Novel computational analysis of protein binding array data identifies direct targets of Nkx2.2 in the pancreas.

Background: The creation of a complete genome-wide map of transcription factor binding sites is essential for understanding gene regulatory networks in vivo. However, current prediction methods generally rely on statistical models that imperfectly model transcription factor binding. Generation of new prediction methods that are based on protein binding data, but do not rely on these models may improve prediction sensitivity and specificity.

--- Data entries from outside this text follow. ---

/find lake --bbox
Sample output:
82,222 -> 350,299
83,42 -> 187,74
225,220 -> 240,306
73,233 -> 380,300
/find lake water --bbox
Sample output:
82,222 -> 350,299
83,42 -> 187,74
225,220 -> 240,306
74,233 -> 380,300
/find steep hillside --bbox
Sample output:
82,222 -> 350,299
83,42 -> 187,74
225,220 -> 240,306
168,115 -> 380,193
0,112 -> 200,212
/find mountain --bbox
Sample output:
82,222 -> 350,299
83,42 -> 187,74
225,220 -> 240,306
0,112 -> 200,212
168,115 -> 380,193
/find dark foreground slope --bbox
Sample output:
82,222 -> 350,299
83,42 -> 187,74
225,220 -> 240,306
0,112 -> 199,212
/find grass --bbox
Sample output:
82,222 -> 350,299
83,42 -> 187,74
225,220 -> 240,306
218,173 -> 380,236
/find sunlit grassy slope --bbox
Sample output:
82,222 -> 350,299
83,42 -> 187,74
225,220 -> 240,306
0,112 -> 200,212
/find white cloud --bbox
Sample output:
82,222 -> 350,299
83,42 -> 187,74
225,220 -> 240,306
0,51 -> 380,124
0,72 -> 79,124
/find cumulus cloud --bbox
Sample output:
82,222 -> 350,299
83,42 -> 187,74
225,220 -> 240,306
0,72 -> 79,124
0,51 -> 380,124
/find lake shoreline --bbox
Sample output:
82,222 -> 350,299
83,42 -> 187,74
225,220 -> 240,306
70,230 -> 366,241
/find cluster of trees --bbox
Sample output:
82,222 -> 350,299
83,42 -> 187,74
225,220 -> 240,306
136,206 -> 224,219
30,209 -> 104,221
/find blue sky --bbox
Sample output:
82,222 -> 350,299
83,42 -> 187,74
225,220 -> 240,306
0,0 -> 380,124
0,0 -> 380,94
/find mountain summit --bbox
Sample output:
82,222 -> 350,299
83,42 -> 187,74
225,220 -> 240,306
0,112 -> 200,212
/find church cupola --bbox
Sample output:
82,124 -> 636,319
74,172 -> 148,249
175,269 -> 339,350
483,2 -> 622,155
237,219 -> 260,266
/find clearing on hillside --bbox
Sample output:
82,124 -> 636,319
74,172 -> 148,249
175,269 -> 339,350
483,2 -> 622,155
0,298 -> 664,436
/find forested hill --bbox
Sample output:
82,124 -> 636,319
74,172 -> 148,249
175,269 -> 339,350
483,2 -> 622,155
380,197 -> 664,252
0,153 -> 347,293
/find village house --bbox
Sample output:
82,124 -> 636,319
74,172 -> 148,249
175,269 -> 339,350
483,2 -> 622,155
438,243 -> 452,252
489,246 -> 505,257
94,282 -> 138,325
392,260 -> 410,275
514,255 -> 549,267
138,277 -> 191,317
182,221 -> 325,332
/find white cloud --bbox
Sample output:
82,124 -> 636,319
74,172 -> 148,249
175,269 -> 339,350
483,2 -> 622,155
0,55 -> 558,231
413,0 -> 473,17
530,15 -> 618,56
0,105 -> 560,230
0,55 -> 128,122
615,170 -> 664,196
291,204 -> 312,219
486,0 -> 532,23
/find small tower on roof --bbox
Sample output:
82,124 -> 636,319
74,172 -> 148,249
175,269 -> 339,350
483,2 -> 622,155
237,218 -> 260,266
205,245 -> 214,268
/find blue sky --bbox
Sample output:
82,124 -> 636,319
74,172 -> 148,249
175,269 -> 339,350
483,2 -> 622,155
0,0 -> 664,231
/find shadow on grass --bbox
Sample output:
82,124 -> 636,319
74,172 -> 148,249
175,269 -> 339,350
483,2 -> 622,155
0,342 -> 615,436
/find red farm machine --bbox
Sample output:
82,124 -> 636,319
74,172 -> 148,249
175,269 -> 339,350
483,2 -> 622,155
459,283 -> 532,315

Results: We propose a method for predicting transcription factor binding sites in the genome by directly mapping data generated from protein binding microarrays (PBM) to the genome and calculating a moving average of several overlapping octamers. Using this unique algorithm, we predicted binding sites for the essential pancreatic islet transcription factor Nkx2.2 in the mouse genome and confirmed >90% of the tested sites by EMSA and ChIP. Scores generated from this method more accurately predicted relative binding affinity than PWM based methods. We have also identified an alternative core sequence recognized by the Nkx2.2 homeodomain. Furthermore, we have shown that this method correctly identified binding sites in the promoters of two critical pancreatic islet β-cell genes, NeuroD1 and insulin2, that were not predicted by traditional methods. Finally, we show evidence that the algorithm can also be applied to predict binding sites for the nuclear receptor Hnf4α.
Conclusions: PBM-mapping is an accurate method for predicting Nkx2.2 binding sites and may be widely applicable for the creation of genome-wide maps of transcription factor binding sites.